Summary: All relationships are subject to disagreements so we need to know how to make them better instead of making them bitter by the way we handle them.
Rules for Fighting Fair
Part 6 of 6 in the series, "When Relationships Disappoint You, How to Find God’s Peace in the Pain."
We’re finishing up the current series on relationships today and I know that if you apply the Scriptures we’ve talked about your relationships will enjoy a boost.
Today we’re going to learn some “Rules for Fighting Fair.”
That may sound like a strange topic in church but the truth is, all relationships come with disagreements. You need to accept that as a given and you shouldn’t be discouraged when someone you’re in a relationship with sees something differently than you do. No two people agree on everything all the time – ever! If they do one of them is a robot – a non-human.
In spite of what you might think it’s actually healthy for all of us to have someone to spar with. Discussing problems and disagreements openly, honestly and calmly allows issues to be brought to the surface that need attention.
The problem is not that we sometimes disagree with those we love. Every relationship faces this dilemma.
The problem is that oftentimes participants in a marriage, or friendship, or co-workers, or parents and children, or even folks who worship together…the problem is… we don’t always fight fair. And that’s what we’ve got to learn to do. We’ve got to learn to make our relationships better instead of making them bitter. That happens of course when we follow Divine direction.
You may want to keep these rules for fighting fair for future study and use. Perhaps you can even get them out next time you disagree with someone and remind yourself of what God’s Word says to do.

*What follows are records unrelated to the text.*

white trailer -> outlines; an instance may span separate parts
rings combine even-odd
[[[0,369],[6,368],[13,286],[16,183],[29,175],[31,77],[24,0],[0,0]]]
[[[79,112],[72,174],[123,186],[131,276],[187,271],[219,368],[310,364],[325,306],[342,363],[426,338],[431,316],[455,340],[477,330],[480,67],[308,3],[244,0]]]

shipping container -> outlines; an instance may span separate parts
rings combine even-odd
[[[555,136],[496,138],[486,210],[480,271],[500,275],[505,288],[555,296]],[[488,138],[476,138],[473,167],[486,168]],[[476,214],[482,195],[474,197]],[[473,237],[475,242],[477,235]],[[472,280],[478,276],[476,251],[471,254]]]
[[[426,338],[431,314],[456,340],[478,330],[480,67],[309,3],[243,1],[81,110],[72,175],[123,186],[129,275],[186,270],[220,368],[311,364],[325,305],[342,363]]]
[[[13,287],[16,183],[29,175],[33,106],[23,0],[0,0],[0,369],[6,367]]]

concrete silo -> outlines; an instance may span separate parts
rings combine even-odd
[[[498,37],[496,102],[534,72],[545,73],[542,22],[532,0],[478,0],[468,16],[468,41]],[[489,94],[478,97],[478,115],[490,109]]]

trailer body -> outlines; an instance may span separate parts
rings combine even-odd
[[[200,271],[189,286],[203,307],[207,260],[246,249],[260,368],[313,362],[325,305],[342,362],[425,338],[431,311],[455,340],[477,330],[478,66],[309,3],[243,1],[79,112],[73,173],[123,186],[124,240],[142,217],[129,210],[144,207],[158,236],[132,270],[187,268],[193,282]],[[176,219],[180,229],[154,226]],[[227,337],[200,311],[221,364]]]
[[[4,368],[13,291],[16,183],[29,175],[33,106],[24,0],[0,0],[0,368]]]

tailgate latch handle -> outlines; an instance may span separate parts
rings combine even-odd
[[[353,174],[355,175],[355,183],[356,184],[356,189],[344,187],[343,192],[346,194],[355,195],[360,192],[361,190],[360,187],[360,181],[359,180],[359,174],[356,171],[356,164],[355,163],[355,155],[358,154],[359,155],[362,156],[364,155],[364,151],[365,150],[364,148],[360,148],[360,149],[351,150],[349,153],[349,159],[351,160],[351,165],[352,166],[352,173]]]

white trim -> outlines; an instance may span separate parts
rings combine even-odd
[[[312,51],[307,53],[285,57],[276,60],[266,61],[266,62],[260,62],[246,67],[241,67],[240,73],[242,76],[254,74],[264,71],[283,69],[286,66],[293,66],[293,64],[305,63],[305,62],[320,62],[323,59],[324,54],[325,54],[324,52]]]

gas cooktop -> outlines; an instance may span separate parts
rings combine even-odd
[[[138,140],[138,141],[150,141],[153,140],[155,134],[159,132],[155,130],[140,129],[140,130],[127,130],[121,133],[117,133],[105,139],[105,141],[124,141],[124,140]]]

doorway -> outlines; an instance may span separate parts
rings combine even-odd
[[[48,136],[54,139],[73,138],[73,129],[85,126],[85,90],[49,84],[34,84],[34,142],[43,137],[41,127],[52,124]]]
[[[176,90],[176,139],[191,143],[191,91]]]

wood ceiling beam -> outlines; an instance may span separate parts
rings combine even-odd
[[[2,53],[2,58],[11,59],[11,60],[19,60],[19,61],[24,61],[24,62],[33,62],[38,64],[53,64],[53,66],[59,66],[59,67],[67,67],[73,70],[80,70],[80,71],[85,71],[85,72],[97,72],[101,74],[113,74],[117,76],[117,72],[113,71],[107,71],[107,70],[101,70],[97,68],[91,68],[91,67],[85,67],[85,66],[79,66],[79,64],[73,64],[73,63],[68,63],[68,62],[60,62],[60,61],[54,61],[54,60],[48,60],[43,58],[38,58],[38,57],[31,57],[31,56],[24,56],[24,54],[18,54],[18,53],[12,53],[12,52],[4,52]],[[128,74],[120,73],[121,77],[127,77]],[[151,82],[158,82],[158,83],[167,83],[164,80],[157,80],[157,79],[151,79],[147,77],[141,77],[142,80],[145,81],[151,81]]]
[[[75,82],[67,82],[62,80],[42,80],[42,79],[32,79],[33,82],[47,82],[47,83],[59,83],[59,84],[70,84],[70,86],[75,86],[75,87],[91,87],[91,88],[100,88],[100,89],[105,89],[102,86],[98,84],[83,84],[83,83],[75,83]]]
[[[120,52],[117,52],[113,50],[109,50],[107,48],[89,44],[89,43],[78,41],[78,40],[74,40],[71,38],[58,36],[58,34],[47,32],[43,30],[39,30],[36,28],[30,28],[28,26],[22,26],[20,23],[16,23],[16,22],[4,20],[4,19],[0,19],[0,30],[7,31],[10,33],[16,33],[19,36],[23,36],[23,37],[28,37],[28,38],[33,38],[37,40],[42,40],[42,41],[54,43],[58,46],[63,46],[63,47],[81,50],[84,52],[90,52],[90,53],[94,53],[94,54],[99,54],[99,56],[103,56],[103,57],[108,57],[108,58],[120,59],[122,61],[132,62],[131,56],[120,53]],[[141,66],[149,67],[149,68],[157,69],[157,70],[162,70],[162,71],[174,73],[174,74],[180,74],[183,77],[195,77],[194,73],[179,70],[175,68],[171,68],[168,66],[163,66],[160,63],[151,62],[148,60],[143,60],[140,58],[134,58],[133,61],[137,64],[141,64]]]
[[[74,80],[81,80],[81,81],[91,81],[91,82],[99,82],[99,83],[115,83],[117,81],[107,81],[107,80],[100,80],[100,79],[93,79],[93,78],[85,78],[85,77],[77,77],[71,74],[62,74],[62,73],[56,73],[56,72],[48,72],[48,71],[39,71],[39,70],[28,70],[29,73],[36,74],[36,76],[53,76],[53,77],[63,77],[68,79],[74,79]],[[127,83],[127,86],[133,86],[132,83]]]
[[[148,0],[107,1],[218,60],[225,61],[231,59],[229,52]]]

1. Agree that an issue is a problem whenever your spouse/friend/co-worker/etc., thinks it is.
We may think that our viewpoint is the correct viewpoint or the only one that really matters. That of course is a very prideful proposition. And the Bible says this about pride.
"Pride leads to conflict; those who take advice are wise." Proverbs 13:10 (NLT)
Very clearly the Scriptures teach us that if we want to avoid conflict we need to be open to the opinions of others. The Bible doesn’t pull any punches. I have a pride problem. I want people to think the way I think. And when they don’t agree with my viewpoint I often become perturbed.
But disagreements don’t have to become battles.
So how do we keep our disagreements from getting out of hand? We need to admit that no one individual, including our self, has all the answers. We need the perspective of others. We need to take advice. We need to open up and let others tell us stuff. The world won’t come to an end when others disagree with us.
During the weeks before a nervous bride’s wedding, she was terribly anxious about making some mistakes at the ceremony. The minister reassured her several times, pointing out that the service was not difficult and she will do just fine.
"All you have to remember," he said, "is that when you enter the church you walk up the AISLE. The groom and best man will be waiting before the ALTAR. Then I shall request the congregation to sing a HYMN... then we shall get on with the ceremony. All you have to remember is the order in which those things happen and you can’t go wrong."
The happy day finally arrived, and the bridegroom waited nervously for his bride to appear.
When she arrived and stood alongside him, he heard her quietly repeating to herself, "Aisle, altar, hymn, aisle, altar, hymn."
The first rule of fighting fair is to not always try and alter others. If they do actually need altering leave that to God. Express your viewpoint calmly and listen carefully to what they have to say.
This is one of the reasons God made us to have relationships with others. So we could learn from one another. This is why we need to live in community. We need to have our pride kept in check.
So the first rule of fighting fair is respecting the opinions of others, allowing them to share their thoughts without disrespecting them.
If someone else believes something is a problem - then it’s a problem. Which logically leads to the next rule for fighting fair.
2. Give one another room for disagreement and the freedom to express a full range of honest feelings.
This is not always easy in your marriage or at work or in friendships. Its especially not always an easy thing to do in parenting.
Sometimes it’s difficult for parents to let kids express their disagreements with them. But it’s okay for children to express their honest feelings to their parents – as long as they do so in a manner keeping with the respect God calls for children to give them.